I didn't hold much hope for its survival, but that little tomato start hung in there and grew and grew...and now is expressing its gratitude with tiny red, joy-prompting globes. “Cherry tomatoes.” Maybe call them “cheery tomatoes,” too, because their vibrant red skin promises delight inside, and I am not disappointed when I add them to my meal.

With time, my pitiful clearance plant grew strong and fruitful. So it is in the Christian walk, with time as we take in the nourishment of Living Water (scripture) and bask in the Sun of Righteousness (the Lord Jesus). And maybe that's another way of looking at His parable about the fig tree (Luke 13:6-9). In the parable, a barren tree was due for the rubbish pile because it just didn't produce figs. The farmer decided to give it one more year to prove itself. The analogy is to complacent Christians who aren't going anywhere in their faith walk. The lesson of “one last chance” holds both hope and fear.

Tomatoes, of course, are “annuals” with just one chance to bloom and yield fruit.
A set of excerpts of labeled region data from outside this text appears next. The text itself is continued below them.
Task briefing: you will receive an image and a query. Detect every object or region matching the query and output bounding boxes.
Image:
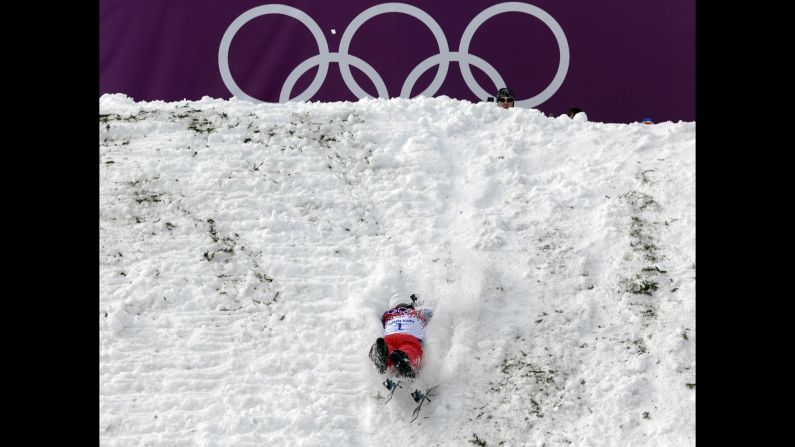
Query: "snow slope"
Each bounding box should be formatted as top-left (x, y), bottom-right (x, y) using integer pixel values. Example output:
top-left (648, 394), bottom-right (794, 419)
top-left (99, 95), bottom-right (696, 447)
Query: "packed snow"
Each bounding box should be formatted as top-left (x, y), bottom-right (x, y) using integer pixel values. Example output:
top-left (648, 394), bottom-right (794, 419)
top-left (99, 94), bottom-right (696, 447)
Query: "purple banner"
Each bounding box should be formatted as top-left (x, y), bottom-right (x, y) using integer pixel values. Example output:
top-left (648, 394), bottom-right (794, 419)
top-left (99, 0), bottom-right (695, 122)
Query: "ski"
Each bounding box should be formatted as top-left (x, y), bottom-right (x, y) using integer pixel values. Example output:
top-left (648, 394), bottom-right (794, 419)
top-left (382, 377), bottom-right (403, 405)
top-left (409, 385), bottom-right (438, 424)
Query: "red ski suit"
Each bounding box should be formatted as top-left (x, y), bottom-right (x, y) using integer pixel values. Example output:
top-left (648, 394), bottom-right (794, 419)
top-left (381, 307), bottom-right (433, 369)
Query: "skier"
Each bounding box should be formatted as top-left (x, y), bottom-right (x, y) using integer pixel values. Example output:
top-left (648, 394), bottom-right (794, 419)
top-left (370, 294), bottom-right (433, 378)
top-left (497, 87), bottom-right (514, 109)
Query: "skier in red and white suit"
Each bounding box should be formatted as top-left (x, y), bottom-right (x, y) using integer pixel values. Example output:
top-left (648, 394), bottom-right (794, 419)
top-left (370, 295), bottom-right (433, 377)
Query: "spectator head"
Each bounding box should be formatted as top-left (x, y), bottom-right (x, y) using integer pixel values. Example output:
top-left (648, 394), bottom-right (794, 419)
top-left (497, 87), bottom-right (514, 109)
top-left (566, 107), bottom-right (582, 118)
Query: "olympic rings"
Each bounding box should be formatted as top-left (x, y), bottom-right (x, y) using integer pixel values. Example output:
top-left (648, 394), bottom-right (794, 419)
top-left (218, 2), bottom-right (570, 107)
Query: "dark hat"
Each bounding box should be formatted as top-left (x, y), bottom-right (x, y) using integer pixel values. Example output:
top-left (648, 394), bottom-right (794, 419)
top-left (497, 87), bottom-right (515, 98)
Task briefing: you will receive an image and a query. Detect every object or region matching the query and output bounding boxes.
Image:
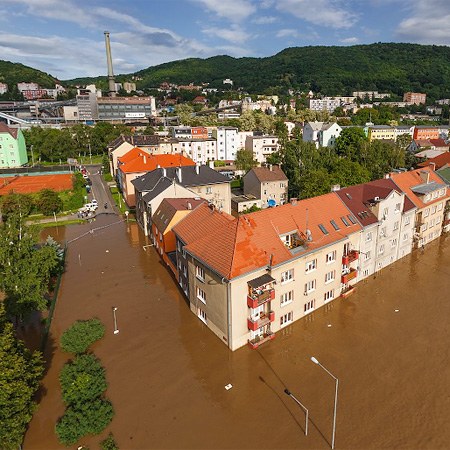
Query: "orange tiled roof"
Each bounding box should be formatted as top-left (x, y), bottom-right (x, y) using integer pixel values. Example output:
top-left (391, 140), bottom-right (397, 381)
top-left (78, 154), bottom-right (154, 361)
top-left (390, 167), bottom-right (449, 208)
top-left (174, 193), bottom-right (361, 279)
top-left (118, 147), bottom-right (195, 173)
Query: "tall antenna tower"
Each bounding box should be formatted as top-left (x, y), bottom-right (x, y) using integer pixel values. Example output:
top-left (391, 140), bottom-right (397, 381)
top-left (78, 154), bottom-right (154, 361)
top-left (104, 31), bottom-right (117, 97)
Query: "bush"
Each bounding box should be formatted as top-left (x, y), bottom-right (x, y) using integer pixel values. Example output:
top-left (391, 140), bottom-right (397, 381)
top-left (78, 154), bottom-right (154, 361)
top-left (61, 319), bottom-right (105, 354)
top-left (59, 355), bottom-right (107, 406)
top-left (55, 398), bottom-right (114, 445)
top-left (100, 433), bottom-right (119, 450)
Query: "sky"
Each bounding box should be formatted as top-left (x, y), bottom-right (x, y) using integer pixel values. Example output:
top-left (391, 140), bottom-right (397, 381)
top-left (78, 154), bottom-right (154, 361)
top-left (0, 0), bottom-right (450, 80)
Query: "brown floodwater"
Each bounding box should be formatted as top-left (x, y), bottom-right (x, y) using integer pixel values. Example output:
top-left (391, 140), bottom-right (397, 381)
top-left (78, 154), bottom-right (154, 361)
top-left (24, 216), bottom-right (450, 450)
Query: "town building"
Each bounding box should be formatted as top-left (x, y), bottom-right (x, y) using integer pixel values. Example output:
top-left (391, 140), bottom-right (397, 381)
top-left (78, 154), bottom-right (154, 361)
top-left (131, 165), bottom-right (231, 236)
top-left (243, 165), bottom-right (289, 208)
top-left (245, 135), bottom-right (281, 164)
top-left (389, 167), bottom-right (450, 248)
top-left (117, 151), bottom-right (195, 208)
top-left (173, 193), bottom-right (361, 350)
top-left (0, 122), bottom-right (28, 169)
top-left (403, 92), bottom-right (427, 105)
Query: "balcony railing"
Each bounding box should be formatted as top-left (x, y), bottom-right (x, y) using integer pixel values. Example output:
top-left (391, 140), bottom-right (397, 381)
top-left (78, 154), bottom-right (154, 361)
top-left (248, 331), bottom-right (275, 348)
top-left (247, 289), bottom-right (275, 308)
top-left (341, 269), bottom-right (358, 284)
top-left (342, 250), bottom-right (359, 266)
top-left (247, 311), bottom-right (275, 331)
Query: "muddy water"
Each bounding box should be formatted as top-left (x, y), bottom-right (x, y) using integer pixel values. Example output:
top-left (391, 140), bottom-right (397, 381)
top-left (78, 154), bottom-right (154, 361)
top-left (24, 217), bottom-right (450, 450)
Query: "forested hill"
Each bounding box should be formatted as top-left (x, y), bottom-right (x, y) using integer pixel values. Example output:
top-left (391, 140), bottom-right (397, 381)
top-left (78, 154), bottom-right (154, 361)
top-left (0, 60), bottom-right (57, 89)
top-left (65, 43), bottom-right (450, 98)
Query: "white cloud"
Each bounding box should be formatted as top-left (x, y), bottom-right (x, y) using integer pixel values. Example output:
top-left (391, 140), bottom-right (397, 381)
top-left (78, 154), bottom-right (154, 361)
top-left (202, 26), bottom-right (250, 44)
top-left (191, 0), bottom-right (256, 22)
top-left (276, 0), bottom-right (358, 28)
top-left (252, 16), bottom-right (277, 25)
top-left (396, 0), bottom-right (450, 45)
top-left (339, 37), bottom-right (359, 44)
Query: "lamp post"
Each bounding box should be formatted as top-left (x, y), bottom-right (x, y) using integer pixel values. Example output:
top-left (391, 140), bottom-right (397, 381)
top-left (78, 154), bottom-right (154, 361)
top-left (113, 306), bottom-right (119, 334)
top-left (284, 389), bottom-right (309, 436)
top-left (311, 356), bottom-right (339, 450)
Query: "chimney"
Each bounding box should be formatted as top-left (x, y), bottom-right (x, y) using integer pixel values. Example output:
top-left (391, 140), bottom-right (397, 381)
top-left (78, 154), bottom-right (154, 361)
top-left (104, 31), bottom-right (116, 97)
top-left (419, 170), bottom-right (430, 184)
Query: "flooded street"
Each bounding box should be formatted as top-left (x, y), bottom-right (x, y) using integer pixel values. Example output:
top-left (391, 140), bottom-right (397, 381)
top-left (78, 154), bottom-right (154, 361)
top-left (23, 216), bottom-right (450, 450)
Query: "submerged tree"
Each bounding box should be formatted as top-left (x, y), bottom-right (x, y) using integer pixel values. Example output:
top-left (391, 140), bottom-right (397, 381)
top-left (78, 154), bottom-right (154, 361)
top-left (0, 302), bottom-right (44, 450)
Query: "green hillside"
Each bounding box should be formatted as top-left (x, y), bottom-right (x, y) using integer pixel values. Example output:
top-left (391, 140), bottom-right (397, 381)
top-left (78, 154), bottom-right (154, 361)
top-left (67, 43), bottom-right (450, 98)
top-left (0, 60), bottom-right (57, 89)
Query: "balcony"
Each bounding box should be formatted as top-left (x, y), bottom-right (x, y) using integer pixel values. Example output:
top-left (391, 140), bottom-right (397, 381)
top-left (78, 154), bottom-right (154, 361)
top-left (341, 269), bottom-right (358, 284)
top-left (247, 311), bottom-right (275, 331)
top-left (342, 250), bottom-right (359, 266)
top-left (248, 331), bottom-right (275, 349)
top-left (247, 289), bottom-right (275, 308)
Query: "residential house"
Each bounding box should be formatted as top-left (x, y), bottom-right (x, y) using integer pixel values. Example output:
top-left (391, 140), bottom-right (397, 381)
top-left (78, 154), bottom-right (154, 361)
top-left (0, 122), bottom-right (28, 169)
top-left (303, 122), bottom-right (342, 148)
top-left (131, 165), bottom-right (231, 236)
top-left (117, 151), bottom-right (195, 207)
top-left (389, 167), bottom-right (450, 248)
top-left (243, 165), bottom-right (289, 208)
top-left (173, 193), bottom-right (361, 350)
top-left (245, 135), bottom-right (281, 164)
top-left (152, 197), bottom-right (205, 278)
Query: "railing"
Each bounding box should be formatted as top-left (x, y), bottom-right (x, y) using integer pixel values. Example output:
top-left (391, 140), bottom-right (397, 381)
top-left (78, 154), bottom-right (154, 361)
top-left (247, 311), bottom-right (275, 331)
top-left (248, 331), bottom-right (275, 348)
top-left (341, 269), bottom-right (358, 284)
top-left (247, 289), bottom-right (275, 308)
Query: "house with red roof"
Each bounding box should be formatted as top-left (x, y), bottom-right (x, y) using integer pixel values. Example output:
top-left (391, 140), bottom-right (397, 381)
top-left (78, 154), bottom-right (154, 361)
top-left (0, 122), bottom-right (28, 169)
top-left (117, 147), bottom-right (195, 207)
top-left (389, 167), bottom-right (450, 248)
top-left (173, 193), bottom-right (362, 350)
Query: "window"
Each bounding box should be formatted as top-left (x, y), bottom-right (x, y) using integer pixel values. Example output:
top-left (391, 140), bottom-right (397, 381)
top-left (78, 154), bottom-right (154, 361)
top-left (280, 291), bottom-right (294, 307)
top-left (325, 250), bottom-right (336, 264)
top-left (195, 266), bottom-right (205, 281)
top-left (197, 286), bottom-right (206, 304)
top-left (325, 270), bottom-right (336, 283)
top-left (305, 280), bottom-right (316, 294)
top-left (197, 308), bottom-right (207, 323)
top-left (305, 259), bottom-right (317, 273)
top-left (281, 269), bottom-right (294, 284)
top-left (303, 300), bottom-right (316, 314)
top-left (280, 311), bottom-right (294, 327)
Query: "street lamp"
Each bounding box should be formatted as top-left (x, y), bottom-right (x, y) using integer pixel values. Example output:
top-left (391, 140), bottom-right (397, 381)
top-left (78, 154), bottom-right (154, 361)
top-left (284, 389), bottom-right (309, 436)
top-left (113, 306), bottom-right (119, 334)
top-left (311, 356), bottom-right (339, 450)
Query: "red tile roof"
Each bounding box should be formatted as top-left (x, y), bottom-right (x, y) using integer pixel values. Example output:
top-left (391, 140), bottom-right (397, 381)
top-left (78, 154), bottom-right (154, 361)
top-left (117, 147), bottom-right (195, 173)
top-left (173, 193), bottom-right (361, 279)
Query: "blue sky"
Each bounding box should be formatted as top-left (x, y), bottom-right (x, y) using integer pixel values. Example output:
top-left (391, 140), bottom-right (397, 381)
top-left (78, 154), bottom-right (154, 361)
top-left (0, 0), bottom-right (450, 79)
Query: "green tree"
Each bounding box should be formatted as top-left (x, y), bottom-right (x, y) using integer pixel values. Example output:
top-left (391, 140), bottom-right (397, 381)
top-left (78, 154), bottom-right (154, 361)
top-left (61, 319), bottom-right (105, 354)
top-left (36, 189), bottom-right (63, 216)
top-left (235, 148), bottom-right (258, 172)
top-left (55, 398), bottom-right (114, 445)
top-left (0, 214), bottom-right (59, 318)
top-left (0, 302), bottom-right (44, 450)
top-left (59, 354), bottom-right (107, 406)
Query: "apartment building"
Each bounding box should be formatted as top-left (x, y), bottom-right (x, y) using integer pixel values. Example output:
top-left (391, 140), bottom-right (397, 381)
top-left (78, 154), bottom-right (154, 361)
top-left (245, 136), bottom-right (280, 164)
top-left (389, 167), bottom-right (450, 248)
top-left (173, 193), bottom-right (361, 350)
top-left (243, 165), bottom-right (289, 208)
top-left (212, 127), bottom-right (239, 161)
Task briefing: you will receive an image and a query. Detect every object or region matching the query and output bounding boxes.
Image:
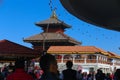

Then the cycle begins again with the tiny seeds in each fruit that can carry on the fruit line. Without reproducing believers, faith would not grow and spread.

Living in an agrarian society, Jesus wisely taught from common things the people knew in their quest to feed and house their families with the basic necessities. And though our times have taken food production to new and sophisticated levels (ever eaten a green house tomato?), the lessons of God's creation never fail to teach again, and again.